Nous traversâmes la foule tant bien que mal. Un garçon manqua de me renverser de la bière dessus, je me décalai et la boisson atterrit sur une fille à côté de moi. Des gens avaient formé une ronde et chantaient à tue tête. Des couples dansaient beaucoup trop proches. D’autre étaient juste… beaucoup proches. 

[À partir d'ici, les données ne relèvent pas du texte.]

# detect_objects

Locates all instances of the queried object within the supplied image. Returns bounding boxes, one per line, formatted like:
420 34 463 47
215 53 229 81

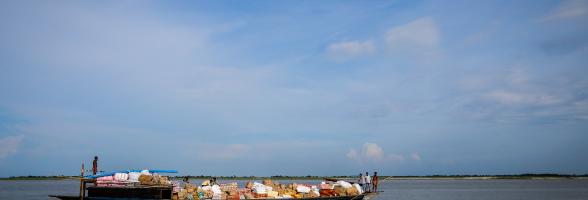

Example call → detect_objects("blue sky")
0 1 588 176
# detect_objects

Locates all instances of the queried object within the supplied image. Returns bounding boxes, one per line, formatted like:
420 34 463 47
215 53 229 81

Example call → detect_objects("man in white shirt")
364 172 372 192
358 173 365 190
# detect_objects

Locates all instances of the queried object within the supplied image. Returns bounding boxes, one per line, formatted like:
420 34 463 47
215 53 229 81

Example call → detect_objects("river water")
0 180 588 200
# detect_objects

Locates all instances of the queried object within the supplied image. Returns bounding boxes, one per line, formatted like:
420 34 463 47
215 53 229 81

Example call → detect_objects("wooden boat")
49 157 378 200
49 192 378 200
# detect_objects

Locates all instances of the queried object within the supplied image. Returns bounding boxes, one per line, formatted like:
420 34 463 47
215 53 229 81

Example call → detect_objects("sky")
0 0 588 177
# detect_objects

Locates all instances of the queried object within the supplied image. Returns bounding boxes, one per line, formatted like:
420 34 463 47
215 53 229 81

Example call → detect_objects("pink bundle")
96 176 114 182
319 184 333 190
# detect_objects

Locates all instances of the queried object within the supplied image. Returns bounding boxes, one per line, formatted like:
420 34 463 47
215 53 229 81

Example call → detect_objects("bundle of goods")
173 180 363 200
96 170 171 187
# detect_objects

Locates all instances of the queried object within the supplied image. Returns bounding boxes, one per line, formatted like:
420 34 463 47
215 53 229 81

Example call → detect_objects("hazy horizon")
0 0 588 177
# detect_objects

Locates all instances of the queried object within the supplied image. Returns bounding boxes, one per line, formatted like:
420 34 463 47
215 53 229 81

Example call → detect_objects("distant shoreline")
0 174 588 180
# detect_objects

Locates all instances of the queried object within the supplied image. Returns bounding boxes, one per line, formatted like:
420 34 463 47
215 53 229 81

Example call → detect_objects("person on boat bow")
364 172 372 192
372 172 378 192
357 173 365 191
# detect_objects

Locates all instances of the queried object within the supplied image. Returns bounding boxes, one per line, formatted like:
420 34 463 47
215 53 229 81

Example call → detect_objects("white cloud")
347 149 359 160
485 90 562 105
327 40 375 60
386 17 440 51
0 135 23 159
410 152 421 161
362 142 384 160
346 142 420 163
542 0 588 21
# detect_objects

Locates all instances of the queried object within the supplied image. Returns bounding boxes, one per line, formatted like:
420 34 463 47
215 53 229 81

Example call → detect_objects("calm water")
0 180 588 200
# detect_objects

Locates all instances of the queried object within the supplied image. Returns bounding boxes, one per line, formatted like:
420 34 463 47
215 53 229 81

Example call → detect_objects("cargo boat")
49 192 378 200
49 157 379 200
49 179 379 200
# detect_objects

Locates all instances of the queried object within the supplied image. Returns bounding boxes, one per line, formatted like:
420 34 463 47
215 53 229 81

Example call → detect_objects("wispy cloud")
542 0 588 21
346 142 420 163
0 135 23 159
385 17 440 52
327 40 376 60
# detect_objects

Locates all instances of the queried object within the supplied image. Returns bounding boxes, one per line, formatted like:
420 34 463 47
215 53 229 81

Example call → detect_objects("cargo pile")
172 180 363 200
96 170 171 187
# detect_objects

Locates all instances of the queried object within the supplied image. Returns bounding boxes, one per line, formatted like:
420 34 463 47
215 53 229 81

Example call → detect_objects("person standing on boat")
365 172 372 192
372 172 378 192
92 156 98 175
357 173 365 190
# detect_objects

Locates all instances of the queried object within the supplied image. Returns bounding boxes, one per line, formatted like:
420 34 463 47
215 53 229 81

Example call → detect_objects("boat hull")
49 193 377 200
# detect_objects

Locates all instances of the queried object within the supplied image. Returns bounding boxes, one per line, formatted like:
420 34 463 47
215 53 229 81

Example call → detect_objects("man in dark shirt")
372 172 378 192
92 156 98 175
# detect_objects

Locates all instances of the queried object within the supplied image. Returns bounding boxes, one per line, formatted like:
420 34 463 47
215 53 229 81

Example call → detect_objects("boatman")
365 172 372 192
372 172 378 192
357 173 365 191
92 156 98 175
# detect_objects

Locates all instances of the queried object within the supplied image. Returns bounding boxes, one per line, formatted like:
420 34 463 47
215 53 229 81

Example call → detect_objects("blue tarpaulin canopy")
84 169 178 178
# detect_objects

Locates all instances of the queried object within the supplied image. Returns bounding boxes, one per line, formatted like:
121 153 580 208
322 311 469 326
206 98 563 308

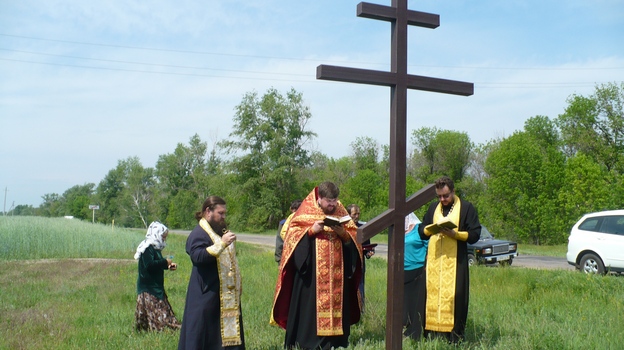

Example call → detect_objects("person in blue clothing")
134 221 180 331
403 213 428 340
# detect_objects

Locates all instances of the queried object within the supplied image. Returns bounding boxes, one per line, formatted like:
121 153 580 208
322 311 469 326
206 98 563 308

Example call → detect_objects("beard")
321 205 338 215
208 220 227 236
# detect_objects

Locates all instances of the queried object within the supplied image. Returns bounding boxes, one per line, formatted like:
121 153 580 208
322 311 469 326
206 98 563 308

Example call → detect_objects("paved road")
232 233 574 270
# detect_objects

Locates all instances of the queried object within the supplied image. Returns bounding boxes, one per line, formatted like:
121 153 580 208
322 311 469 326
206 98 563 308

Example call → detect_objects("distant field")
0 217 624 350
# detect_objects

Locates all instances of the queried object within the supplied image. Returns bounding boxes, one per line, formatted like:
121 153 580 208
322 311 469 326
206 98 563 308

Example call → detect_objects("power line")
0 33 624 71
0 48 309 77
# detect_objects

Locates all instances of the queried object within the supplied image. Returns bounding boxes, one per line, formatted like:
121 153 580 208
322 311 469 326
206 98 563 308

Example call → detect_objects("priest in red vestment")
272 182 362 349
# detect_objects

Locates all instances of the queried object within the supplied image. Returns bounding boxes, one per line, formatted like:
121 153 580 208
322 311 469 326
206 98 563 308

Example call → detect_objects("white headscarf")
134 221 169 259
405 213 420 233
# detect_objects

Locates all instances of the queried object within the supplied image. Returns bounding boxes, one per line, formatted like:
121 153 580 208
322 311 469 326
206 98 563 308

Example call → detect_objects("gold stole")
316 228 346 336
270 189 363 336
425 196 461 332
199 219 242 347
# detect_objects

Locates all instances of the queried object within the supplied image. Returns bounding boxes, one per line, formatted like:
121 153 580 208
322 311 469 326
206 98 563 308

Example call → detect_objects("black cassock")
178 225 245 350
284 234 360 350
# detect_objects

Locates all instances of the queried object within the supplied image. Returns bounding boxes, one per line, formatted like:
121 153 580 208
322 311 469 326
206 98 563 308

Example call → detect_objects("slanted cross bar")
316 0 474 349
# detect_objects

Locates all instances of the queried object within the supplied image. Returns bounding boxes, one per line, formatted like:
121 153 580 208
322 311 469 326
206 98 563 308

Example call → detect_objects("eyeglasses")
438 192 453 199
321 197 338 204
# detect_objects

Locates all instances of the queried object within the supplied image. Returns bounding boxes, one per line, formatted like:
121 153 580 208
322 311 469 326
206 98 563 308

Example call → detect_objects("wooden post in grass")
316 0 474 349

        Ether nous fraya un passage jusqu’à un endroit pas trop bondé. Elle ne lâcha pas ma main et se mit à danser au rythme de la musique. 

       Sa silhouette gracieuse se mouvait avec agilité, captant les éclats des lumières stroboscopiques pour créer un spectacle hypnotique, comme une cascade d'énergie maîtrisée. Les jeux de lumière soulignaient ses mouvements, révélant la grâce de ses bras qui ondulaient dans l'air électrique. Ses cheveux sombres, éclairés par les lumières éclatantes, s'agitaient autour d'elle comme une aura magnétique. Et les reflets dans ses yeux verts semblaient danser en harmonie avec les pulsations de la musique, ajoutant une intensité vibrante à son regard.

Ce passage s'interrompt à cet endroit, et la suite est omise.